2. It’s the only way to give everyone a fair start. These days, a college degree is the new high school diploma—the bare minimum level of education needed to get a decent job. Education should be a human right, not a luxury just for those who can afford it.
3. A free CUNY is possible. The city projected a budget surplus of $963 million in 2016 in a budget of $78 billion.1 For 2016, state had a surplus of $1 billion in a budget of $156 billion. A free CUNY would only cost $812 million.2 A small tax on the top 1% of earners (those making over $600,000) in New York City could easily fund a free CUNY. Let’s put our tax dollars to work to create equal opportunity for all.
4. A free CUNY will let students succeed. Tuition and living expenses are the biggest barriers to academic success for working class students, in particular students of color. The high cost of living in New York and lack of financial aid for most part-time students lead to a dropout rate of nearly 50% in the senior colleges and a non-completion rate of over 70% in Associate degree programs. Making CUNY free again will allow students to focus on their studies, not on hustling to survive, allowing thousands more students to graduate on time and pursue their dreams. Taking away financial pressure will allow students to learn for the joy of learning and helping their communities, rather than simply as a cash investment to get a better job.
5. Dozens of countries have free higher education, why not NYC? Higher education is free in Argentina, Brazil, Cuba, Venezuela, Ecuador, Peru, Uruguay, Ireland, Scotland, Finland, Sweden, Norway, Denmark, Iceland, Morocco, Spain, Germany, Austria, the Czech Republic, Slovakia, Slovenia, Hungary, Greece, Russia, Poland, and others3. New York City is the richest city in the richest country in the world. If so many other countries with less money provide a free higher education to their citizens, so can we.
Questions and Answers
Sounds great, I think CUNY should be free, but how are you going to do it?
We know that making CUNY free won’t be easy, but as a movement of students and educators committed to this goal we won’t rest until we win. Our plan to make CUNY free entails first a proposed amendment to the city’s charter that will require the city to fund the CUNY system adequately through a tax on the richest 1% in New York City. If 60,000 people sign the Make CUNY Free Again petition, New Yorkers will vote by referendum to incorporate our amendment into the city charter.
Isn’t making CUNY free again too expensive?
New York City has a 2016 budget of $82 billion. New York State has a budget of $156 billion. Last year New York City and New York State had a combined budget surplus of $1.9 billion. It would cost $812 million to replace tuition at CUNY. The money is there if we as taxpayers choose to spend it that way.
Fair enough, but how likely is it that New York would get another budget surplus like that again this year?
Our charter amendment proposes an income tax on the highest 1% of earners, which would help the city pay for a free CUNY year after year. New York City hosts the most billionaires of any city in the whole world4 so we believe an additional tax on this bracket of earners could be used to give all New Yorkers a fair chance at a quality education.
Free tuition is great, but we all know the cost of living in New York is out of control. How does Free CUNY address that?

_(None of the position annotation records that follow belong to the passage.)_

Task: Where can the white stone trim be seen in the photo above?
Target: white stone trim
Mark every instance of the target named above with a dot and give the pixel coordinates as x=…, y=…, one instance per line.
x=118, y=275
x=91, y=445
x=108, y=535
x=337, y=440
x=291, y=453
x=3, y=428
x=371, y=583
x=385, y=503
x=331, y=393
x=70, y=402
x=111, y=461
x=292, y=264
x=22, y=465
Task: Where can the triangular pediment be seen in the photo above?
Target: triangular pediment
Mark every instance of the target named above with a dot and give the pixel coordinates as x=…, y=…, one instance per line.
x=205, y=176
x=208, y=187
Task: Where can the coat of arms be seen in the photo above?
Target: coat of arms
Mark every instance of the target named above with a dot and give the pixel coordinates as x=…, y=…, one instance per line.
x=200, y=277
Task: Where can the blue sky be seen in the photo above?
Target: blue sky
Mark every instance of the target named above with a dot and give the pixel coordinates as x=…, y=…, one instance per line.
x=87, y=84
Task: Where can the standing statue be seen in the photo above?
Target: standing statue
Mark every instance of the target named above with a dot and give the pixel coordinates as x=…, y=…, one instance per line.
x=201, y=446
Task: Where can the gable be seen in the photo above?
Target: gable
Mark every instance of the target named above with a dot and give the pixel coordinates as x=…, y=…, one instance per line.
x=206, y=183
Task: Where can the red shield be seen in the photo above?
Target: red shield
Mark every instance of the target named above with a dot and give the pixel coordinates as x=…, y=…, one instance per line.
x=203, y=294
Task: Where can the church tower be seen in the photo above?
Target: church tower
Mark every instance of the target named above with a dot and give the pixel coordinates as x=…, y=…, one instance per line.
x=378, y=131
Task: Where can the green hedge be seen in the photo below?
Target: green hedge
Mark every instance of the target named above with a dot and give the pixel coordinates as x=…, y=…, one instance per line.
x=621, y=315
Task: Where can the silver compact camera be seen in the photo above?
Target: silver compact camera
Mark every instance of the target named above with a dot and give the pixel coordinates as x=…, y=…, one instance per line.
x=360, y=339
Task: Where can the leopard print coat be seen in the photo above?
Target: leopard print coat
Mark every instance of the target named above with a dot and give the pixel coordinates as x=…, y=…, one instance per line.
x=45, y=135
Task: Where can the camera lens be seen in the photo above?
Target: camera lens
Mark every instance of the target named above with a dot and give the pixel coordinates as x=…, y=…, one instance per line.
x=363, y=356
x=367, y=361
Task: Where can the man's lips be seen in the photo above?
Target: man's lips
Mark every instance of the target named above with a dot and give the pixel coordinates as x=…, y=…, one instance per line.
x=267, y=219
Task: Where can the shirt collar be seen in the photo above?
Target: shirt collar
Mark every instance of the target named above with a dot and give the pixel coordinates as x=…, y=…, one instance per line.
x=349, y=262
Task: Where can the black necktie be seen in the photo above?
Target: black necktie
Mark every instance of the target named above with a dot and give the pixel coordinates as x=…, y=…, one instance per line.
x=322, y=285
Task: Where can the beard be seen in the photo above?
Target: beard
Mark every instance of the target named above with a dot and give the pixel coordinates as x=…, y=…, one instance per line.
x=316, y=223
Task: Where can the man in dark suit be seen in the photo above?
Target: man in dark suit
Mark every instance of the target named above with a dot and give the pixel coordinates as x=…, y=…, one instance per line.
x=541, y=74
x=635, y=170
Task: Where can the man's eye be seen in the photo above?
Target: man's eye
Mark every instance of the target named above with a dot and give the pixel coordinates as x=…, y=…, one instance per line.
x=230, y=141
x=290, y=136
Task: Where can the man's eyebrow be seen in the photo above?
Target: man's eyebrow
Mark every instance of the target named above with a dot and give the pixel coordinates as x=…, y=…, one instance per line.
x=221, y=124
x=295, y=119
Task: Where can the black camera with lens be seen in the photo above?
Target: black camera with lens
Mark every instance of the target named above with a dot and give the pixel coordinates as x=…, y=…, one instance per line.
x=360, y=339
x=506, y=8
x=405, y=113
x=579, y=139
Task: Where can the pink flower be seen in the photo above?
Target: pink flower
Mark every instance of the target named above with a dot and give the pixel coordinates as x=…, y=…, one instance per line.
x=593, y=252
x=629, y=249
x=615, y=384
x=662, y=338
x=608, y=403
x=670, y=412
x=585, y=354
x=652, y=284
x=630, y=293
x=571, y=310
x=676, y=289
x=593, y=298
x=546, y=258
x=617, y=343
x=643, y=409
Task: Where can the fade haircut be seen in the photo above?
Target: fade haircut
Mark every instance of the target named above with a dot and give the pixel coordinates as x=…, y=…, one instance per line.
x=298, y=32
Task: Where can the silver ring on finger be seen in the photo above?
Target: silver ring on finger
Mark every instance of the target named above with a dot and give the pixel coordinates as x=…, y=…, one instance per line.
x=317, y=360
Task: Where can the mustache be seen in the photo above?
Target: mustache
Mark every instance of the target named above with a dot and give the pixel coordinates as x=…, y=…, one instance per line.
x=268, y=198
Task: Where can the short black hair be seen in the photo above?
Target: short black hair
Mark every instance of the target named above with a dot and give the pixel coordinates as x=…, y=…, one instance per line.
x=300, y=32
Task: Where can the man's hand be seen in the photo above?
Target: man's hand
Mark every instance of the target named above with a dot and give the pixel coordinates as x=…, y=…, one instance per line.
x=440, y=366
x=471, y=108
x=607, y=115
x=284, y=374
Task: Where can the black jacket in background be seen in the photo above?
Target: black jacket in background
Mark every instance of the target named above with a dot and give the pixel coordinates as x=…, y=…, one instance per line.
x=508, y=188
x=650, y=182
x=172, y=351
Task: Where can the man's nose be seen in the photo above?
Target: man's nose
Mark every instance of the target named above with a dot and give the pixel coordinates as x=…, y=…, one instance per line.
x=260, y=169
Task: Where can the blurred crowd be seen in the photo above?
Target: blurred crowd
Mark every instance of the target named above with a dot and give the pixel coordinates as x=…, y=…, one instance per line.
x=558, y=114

The charter amendment we are proposing will both make CUNY tuition free as well as provide students will the resources they need to make getting an education easier. We are calling on the city to provide public transportation passes to all students; a stipend for books and other school supplies; as well as provide support for students that are living below the poverty line so that they can work less and pay attention in the classroom more.